KUNMING, June 20 (Xinhua) -- Chinese scientists have announced that they had completed chromosome-scale sequencing and assembly of the genome of an invasive alien species -- spodoptera frugiperda, which is commonly known as fall armyworm, a species that causes heavy damage to crops.
The research was jointly conducted by several organizations including Yunnan Agricultural University, Shenzhen-based BGI (China's top gene-sequencing provider,) the Institute of Zoology under the Chinese Academy of Sciences, and the Chinese Academy of Agricultural Sciences.
Scientists have assembled two chromosome-scale genomes of the fall armyworm, one male and one female, according to researchers from the Yunnan Agricultural University.
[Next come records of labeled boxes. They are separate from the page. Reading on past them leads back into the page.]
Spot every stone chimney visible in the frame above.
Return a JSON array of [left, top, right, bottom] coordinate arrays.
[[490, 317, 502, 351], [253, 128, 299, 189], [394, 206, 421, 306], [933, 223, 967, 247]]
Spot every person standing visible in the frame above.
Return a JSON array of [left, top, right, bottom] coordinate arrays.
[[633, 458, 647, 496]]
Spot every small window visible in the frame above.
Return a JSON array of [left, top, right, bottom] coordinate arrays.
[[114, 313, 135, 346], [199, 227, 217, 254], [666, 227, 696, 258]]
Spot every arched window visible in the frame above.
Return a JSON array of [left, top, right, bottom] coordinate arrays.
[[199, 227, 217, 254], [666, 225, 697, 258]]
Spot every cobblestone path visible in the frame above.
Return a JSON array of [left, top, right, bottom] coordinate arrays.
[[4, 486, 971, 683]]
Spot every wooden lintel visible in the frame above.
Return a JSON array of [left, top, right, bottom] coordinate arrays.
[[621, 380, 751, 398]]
Liu Huan from BGI life science research institute said data related to the raw sequencing and chromosome-level genome assemblies have been uploaded to China National GeneBank and are freely accessible to the world.
Researchers said further population analyses of corn strain and rice strain revealed that the Chinese fall armyworm is most likely invaded from Africa.
Fall armyworms are native to the Americas, but they have been moving eastwards since 2016, sweeping across Africa before arriving in Asia. The pest has wreaked havoc in many countries, leading to a 20-30 percent reduction in corn and sugarcane output in parts of Africa and Asia. Some areas even witnessed complete crop failures.
It has spread across China's southern and southwestern areas since January, affecting farmland in more than 10 provincial-level regions including Yunnan, Guangxi, Guizhou and Henan.
"Preliminary estimates suggest that the armyworms may cause more than 200 million yuan (around 29 million U.S. dollars) of losses in agriculture of Yunnan without any effective control," said Gui Furong, a professor with Yunnan Agricultural University.
However, scientists have now identified effective chemical pesticides, a biopesticide, and several natural enemy insects to manage the spread of fall armyworms.